Retailers remain hopeful for a last-minute burst of Christmas consumerism, and some governments are encouraging it by allowing stores to open on Sunday. But with economies across the region slowing and unemployment soaring, analysts say holiday spending in Europe is bound to disappoint for the fourth year in a row.
In Rome, some shopkeepers say holiday sales are down 20 percent from last year. In Paris, refurbished second-hand toys are attracting buyers. And in Spain, which has Europe's highest unemployment rate, some families are contemplating whether to give gifts at all.

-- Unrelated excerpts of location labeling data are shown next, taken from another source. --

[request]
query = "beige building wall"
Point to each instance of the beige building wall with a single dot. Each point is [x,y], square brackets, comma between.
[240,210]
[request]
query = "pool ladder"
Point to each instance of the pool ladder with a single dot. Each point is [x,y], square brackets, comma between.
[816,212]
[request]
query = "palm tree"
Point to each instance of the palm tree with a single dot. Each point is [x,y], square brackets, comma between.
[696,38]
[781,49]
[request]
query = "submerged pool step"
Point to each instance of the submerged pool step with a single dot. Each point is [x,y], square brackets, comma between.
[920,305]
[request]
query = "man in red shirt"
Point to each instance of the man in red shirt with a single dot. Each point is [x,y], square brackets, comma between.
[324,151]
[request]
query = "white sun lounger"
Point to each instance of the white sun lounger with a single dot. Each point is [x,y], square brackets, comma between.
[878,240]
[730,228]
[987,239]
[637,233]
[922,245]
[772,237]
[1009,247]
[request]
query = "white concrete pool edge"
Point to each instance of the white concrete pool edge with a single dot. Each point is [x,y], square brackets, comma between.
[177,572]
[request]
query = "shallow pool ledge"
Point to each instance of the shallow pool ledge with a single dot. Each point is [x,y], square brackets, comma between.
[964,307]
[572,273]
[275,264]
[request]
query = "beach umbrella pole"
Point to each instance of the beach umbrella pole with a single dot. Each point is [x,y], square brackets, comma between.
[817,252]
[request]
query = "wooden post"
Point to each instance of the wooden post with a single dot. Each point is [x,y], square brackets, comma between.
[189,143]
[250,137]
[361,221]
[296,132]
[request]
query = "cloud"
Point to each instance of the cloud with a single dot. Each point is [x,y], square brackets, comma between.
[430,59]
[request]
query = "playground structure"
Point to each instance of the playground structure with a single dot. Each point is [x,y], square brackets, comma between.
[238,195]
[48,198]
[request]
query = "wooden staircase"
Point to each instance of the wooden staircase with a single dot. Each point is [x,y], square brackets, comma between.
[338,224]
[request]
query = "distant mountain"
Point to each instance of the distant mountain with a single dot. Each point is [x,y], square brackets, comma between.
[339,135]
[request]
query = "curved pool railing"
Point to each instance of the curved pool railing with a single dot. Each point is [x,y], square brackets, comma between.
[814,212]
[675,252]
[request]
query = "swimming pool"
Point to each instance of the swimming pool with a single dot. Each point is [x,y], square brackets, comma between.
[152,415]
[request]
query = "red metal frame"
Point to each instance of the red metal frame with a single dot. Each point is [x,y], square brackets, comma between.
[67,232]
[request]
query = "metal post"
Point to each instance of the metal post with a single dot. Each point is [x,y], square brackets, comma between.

As in the U.S., holiday shopping is vital to many businesses: British non-food retailers can make up to 50 percent of their profits in the end-of-year push. In Germany, holiday business accounts for 30 percent of annual toy sales.
But the arc of the holiday shopping seasons is a little different in every country. The Dutch open presents on Dec. 5, the eve of St. Nicholas day and the last night of their "Sinterklaas" celebration. In Spain, many children tear open presents on Jan. 6, when tradition has it the Three Wise Men brought gifts to the baby Jesus. In Britain, France and most of Europe gifts are exchanged on Dec. 25.
As the 17-country eurozone slips back into recession, this festive season may mark a new normal for Europe, analysts say. Gone are the heady days when every holiday season meant a new record breached for sales. Instead, shops will have to fight it out for shoppers, hunting for bargains and quality and willing to wait for both.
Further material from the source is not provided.